[Lecture] Niansheng Tang:Imputed factor regression for high-dimensional block-wise missing data

announcer:钱琳release time:2020-07-07Views:10

[Lecture] Niansheng TangImputed factor regression for high-dimensional block-wise missing data

Time: 9:30-10:30am, Jul. 11th, 2020, Saturday

Venue: Zoom ID615 3970 4192

Spreker: Niansheng Tang, Professor, Dean of the School of Mathematics and Statistics, Yunnan University

Abstract:Block-wise missing data are becoming increasingly common in high dimensional biomedical, social, psychological, and environmental studies. As a result, we need efficient dimension-reduction methods for extracting important information for predictions under such data. Existing dimension-reduction methods and feature combinations are ineffective for handling block-wise missing data.
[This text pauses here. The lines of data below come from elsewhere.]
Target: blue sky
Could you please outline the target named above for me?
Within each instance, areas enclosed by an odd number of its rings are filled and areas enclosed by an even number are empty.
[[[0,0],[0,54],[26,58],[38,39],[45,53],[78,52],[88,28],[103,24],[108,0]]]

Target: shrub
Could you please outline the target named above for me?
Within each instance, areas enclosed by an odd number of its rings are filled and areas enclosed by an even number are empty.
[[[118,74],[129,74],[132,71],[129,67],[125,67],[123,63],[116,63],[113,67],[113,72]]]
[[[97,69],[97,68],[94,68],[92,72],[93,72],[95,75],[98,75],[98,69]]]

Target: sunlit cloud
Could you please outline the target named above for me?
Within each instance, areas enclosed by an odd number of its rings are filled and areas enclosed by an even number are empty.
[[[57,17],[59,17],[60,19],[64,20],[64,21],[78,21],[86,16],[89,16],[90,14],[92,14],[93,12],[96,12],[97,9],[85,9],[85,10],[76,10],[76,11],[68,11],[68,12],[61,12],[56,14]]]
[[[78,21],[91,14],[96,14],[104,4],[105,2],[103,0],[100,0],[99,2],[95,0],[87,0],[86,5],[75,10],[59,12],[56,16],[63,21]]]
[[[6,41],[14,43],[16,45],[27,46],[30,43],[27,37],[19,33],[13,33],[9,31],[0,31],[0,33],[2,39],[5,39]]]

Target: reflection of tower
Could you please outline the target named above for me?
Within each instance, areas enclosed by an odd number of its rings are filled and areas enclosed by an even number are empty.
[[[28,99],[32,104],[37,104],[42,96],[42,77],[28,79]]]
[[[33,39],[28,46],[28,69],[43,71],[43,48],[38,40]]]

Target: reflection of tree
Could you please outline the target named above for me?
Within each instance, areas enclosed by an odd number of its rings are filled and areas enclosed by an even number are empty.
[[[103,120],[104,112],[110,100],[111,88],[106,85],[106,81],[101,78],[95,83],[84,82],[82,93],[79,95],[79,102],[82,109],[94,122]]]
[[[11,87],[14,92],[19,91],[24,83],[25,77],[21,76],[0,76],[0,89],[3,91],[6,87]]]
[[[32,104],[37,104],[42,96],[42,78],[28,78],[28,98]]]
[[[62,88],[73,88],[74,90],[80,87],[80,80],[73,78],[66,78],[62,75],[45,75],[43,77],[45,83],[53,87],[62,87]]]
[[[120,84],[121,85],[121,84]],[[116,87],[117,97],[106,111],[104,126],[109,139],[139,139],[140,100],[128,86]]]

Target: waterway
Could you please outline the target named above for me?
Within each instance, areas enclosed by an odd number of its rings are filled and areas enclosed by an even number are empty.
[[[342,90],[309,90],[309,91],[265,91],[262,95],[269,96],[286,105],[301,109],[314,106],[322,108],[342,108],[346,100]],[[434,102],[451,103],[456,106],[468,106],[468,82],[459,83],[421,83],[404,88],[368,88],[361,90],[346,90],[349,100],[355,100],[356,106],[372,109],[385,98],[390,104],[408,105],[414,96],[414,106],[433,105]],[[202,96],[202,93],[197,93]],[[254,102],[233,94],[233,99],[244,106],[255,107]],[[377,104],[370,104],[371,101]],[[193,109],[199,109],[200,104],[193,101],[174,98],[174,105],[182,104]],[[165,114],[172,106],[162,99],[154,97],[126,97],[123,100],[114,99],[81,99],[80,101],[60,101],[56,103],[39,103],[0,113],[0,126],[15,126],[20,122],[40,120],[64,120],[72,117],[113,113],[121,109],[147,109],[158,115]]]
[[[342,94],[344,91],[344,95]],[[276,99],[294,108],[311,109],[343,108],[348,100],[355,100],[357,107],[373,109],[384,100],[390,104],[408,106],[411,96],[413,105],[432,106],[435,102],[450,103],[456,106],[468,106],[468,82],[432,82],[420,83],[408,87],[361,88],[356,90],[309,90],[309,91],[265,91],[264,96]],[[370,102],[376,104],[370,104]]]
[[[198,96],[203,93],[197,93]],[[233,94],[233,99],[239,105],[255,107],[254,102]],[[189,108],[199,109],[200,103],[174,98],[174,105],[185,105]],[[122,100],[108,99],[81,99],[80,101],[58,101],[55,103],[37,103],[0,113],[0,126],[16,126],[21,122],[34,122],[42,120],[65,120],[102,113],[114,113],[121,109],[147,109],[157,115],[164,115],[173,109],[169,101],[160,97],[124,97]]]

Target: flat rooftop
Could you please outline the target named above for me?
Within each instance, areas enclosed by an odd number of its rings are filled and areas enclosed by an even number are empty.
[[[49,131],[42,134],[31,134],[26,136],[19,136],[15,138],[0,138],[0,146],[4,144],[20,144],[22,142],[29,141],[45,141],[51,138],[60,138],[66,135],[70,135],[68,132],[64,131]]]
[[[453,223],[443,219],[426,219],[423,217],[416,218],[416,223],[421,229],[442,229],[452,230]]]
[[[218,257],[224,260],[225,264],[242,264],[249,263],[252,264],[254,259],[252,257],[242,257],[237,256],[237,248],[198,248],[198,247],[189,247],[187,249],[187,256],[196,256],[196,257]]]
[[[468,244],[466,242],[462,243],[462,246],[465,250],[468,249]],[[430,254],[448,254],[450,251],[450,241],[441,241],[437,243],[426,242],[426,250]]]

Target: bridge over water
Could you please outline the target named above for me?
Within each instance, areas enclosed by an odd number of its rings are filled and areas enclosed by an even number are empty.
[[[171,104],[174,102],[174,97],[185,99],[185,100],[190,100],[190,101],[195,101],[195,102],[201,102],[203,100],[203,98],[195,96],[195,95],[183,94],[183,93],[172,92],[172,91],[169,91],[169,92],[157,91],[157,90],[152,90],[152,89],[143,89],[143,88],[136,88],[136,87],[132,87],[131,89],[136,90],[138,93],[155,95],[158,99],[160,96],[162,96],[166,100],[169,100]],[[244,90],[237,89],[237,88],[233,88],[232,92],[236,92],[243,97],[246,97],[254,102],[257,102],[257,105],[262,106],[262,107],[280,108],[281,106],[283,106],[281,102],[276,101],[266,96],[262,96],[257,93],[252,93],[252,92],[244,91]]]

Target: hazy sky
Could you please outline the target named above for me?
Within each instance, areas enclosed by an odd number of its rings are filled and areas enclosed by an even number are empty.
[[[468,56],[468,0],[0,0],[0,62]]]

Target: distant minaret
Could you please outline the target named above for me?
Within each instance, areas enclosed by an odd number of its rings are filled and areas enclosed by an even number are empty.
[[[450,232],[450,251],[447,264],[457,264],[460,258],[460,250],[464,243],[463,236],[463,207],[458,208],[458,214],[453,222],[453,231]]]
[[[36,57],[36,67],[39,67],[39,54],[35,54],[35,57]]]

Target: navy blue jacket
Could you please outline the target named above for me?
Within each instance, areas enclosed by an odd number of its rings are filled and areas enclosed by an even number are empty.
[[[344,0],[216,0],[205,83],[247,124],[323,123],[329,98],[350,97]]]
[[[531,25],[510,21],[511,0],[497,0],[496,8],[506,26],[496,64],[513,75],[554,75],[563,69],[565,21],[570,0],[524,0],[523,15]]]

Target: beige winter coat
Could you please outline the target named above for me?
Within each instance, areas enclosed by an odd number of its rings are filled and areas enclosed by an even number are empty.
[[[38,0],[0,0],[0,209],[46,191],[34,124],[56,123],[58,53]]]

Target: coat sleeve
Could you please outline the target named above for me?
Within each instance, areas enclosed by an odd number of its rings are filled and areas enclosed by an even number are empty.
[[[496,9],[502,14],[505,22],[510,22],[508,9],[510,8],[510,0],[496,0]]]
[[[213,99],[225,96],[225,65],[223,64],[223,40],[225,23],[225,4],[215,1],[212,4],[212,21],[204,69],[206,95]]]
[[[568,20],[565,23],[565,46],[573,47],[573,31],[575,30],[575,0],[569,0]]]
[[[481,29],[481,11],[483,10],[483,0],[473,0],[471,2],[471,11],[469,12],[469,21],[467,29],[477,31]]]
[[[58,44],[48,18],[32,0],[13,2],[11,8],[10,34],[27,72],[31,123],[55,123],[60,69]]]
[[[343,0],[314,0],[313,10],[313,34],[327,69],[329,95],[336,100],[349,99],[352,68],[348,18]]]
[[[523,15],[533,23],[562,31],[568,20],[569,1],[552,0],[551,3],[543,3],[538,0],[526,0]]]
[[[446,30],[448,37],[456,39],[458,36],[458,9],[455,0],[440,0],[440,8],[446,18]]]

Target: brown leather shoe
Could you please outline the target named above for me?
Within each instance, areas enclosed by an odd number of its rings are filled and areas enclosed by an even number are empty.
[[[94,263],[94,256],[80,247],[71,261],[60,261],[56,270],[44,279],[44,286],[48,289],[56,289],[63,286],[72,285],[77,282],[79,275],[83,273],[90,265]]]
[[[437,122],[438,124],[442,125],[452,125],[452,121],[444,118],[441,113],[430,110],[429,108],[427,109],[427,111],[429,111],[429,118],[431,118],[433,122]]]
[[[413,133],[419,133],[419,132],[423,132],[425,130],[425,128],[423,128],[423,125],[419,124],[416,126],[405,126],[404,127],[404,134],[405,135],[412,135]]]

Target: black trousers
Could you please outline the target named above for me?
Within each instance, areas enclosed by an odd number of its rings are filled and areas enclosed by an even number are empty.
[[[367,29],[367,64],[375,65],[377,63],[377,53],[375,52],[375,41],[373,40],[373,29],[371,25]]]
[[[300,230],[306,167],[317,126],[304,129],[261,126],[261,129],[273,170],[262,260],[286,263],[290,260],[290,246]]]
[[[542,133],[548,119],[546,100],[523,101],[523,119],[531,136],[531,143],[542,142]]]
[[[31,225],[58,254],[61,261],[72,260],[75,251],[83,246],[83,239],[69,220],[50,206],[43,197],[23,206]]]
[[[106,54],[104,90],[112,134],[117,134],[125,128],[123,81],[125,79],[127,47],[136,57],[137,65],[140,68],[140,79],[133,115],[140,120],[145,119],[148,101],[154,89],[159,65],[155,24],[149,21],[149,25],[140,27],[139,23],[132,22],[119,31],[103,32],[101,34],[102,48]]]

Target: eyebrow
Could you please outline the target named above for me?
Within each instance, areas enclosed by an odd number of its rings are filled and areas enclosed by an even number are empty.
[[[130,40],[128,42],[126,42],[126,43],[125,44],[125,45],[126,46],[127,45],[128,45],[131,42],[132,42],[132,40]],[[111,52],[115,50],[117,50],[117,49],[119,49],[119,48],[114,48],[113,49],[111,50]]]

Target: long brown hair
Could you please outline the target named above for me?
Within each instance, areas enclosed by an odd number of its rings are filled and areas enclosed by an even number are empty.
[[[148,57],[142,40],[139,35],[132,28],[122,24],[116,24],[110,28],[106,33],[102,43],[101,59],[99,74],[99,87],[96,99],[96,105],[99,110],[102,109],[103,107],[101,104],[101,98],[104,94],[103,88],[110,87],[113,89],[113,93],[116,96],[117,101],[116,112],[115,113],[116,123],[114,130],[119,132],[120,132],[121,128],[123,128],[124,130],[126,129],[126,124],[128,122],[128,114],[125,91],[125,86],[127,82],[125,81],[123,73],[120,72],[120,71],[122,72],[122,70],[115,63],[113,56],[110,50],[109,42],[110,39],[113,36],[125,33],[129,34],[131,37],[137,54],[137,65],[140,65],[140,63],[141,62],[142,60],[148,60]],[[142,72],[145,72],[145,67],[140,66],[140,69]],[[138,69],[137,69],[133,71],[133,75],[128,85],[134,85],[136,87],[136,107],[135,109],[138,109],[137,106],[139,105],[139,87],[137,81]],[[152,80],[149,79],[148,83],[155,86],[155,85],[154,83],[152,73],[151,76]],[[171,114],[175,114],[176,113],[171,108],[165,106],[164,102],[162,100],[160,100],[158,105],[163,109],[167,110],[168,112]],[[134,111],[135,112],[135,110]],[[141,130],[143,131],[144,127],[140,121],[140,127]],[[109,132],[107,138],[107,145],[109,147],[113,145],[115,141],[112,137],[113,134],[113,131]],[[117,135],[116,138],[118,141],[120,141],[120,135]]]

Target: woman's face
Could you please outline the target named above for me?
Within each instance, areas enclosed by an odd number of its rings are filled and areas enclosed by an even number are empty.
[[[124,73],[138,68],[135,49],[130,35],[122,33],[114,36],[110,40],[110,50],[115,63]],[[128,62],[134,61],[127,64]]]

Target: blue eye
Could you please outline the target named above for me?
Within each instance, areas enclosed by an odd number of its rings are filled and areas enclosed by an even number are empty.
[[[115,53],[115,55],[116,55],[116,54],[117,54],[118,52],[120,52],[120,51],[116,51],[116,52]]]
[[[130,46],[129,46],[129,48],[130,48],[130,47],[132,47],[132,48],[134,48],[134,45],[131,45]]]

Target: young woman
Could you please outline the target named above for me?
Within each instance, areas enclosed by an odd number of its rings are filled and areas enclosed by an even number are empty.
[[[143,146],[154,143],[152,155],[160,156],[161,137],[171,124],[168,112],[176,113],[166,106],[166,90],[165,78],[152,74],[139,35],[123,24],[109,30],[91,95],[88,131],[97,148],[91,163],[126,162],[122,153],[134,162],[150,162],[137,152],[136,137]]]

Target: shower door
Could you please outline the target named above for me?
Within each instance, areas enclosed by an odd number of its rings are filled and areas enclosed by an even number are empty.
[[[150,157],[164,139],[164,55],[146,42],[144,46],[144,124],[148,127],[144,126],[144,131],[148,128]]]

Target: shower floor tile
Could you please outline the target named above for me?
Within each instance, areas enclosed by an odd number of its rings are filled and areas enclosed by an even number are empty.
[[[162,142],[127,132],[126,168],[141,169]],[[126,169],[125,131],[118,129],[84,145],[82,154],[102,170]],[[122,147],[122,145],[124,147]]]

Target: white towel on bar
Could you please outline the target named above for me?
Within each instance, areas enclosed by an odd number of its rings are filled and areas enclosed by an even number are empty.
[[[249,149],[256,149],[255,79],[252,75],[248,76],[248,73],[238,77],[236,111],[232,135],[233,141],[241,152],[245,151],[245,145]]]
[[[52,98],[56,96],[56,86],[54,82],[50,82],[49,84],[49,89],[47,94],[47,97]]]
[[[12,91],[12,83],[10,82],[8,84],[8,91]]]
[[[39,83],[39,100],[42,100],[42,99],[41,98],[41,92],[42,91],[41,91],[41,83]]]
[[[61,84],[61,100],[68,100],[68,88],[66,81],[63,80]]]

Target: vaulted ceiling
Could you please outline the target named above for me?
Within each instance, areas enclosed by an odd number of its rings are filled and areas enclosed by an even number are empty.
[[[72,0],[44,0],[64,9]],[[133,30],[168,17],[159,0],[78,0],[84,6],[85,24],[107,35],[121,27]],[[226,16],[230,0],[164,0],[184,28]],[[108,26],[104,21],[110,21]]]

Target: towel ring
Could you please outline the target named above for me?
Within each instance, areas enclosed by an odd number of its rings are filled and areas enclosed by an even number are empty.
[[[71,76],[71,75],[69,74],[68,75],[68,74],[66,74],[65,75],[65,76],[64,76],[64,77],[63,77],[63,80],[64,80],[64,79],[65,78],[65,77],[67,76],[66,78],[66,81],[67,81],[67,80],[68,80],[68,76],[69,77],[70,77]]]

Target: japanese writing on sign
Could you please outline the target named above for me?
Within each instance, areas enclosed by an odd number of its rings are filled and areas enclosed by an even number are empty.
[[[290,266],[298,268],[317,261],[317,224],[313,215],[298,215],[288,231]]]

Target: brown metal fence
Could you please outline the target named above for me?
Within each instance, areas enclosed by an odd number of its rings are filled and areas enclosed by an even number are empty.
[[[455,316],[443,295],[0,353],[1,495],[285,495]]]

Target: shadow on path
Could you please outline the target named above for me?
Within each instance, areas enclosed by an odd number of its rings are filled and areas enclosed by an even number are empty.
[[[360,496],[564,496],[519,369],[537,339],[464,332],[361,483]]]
We propose a factor-model imputation approach that targets block-wise missing data, and use an imputed factor regression for the dimension reduction and prediction. Specifically, we first perform screening to identify the important features. Then, we impute these features based on the factor model, and build a factor regression model to predict the response variable based on the imputed features. The proposed method utilizes the essential information from all observed data as a result of the factor structure of the model. Furthermore, the method remains efficient even when the proportion of block-wise missing is high. We show that the imputed factor regression model and its predictions are consistent under regularity conditions. We compare the proposed method with existing approaches using simulation studies, after which we apply it to data from the Alzheimer’s disease Neuroimaging Initiative. Our numerical results confirm that the proposed method outperforms existing competitive approaches.

Speaker’s Bio:唐年胜,博士,教育部“新世纪优秀人才”,云南省科技领军人才,云南省首批云岭学者,云南省中青年学术和技术带头人,云南省教学名师,云南省学位委员会经济与管理学科评议组成员,博士生导师。 云南省高校统计与信息技术重点实验室负责人,云南大学复杂数据统计推断方法研究省创新团队带头人。